At this point, reading Infinite Jest is like trying to put together one of those puzzles where you don’t have a picture on the box of what it’s supposed to look like. Except in  the case of the Infinite Jest puzzle, when you start out you also don’t even have all the pieces. So you spend the entire puzzle assembling process finding the missing pieces while simultaneously trying to put them together without knowing what it’s even supposed to look like.

Despite how aggravating that sounds, I’m starting to enjoy the novel more. Since my last update about the infamous page 223, I’ve managed to make it to page 423, which is about 44 percent done. Yay! One thing that’s keeping me going is the reward of buying myself an ETA shirt with one of the more ridiculous player’s names on the back.

A Summary, Sort Of

I promised to write a little bit about what the book is about, which I feel like I can finally do because around page 300 things finally started to come together for me.

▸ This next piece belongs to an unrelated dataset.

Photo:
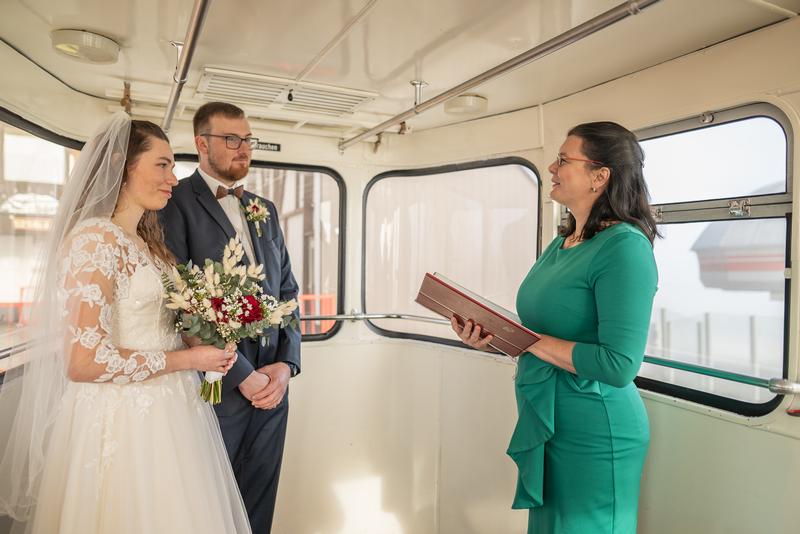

The book takes place, primarily, at two locations. The first is Enfield Tennis Academy (ETA), a boarding school that focuses on grooming middle and high school tennis champions. The second is a halfway house for addicts just down the hill from ETA.

There are also threads of a Canadian separatist movement, psychosis, professional football, and an ominous presence called The Entertainment which I haven’t figured out yet. I really didn’t know and still don’t totally understand how this will go together, but I can see the strands starting to overlap more clearly.

One of the more unique parts of the book are the extended footnotes — about 300 pages worth.  Some are simply descriptions of what drugs a person is using, while others are extended passages long enough to be stories of their own. I just finished one footnote that was 17 pages long. Sometimes, the footnotes are inane and I get annoyed that I flipped back to read them. But other times they give you a nugget of gold that makes all of the wasted footnotes seem worth it.

What Do I Think So Far?

At this point I don’t really have an assessment of whether or not I like the book. At first I felt like I was slogging through and didn’t really look forward to reading more. Now, I’m excited to pick up the book each time because I feel like more of it is making sense.

The humor in it is too dark for me to find it totally funny. Some of it is just gross, to be honest, or so sadly absurd that I read it with a sort of detached amusement. But other parts are honestly funny, laugh out loud funny even, and I look forward to that.

My favorite footnote so far, and one part I know made me laugh out loud, was one that referenced a fictional academic article about one of the character’s films:

E.g. see Ursula Emrich-Levine (University of California-Irvine), ‘Watching Grass Grow While Being Hit Repeatedly Over The Head With a Blunt Object: Fragmentation and Stasis in James O. Incandenza’s Widower, Fun with Teeth, Zero-Gravity Tea Ceremony, and Pre-Nuptial Agreement of Heaven and Hell,’ Art Cartridge Quarterly, vol. III, nos. 1-3, Year of the Perdue Wonderchicken.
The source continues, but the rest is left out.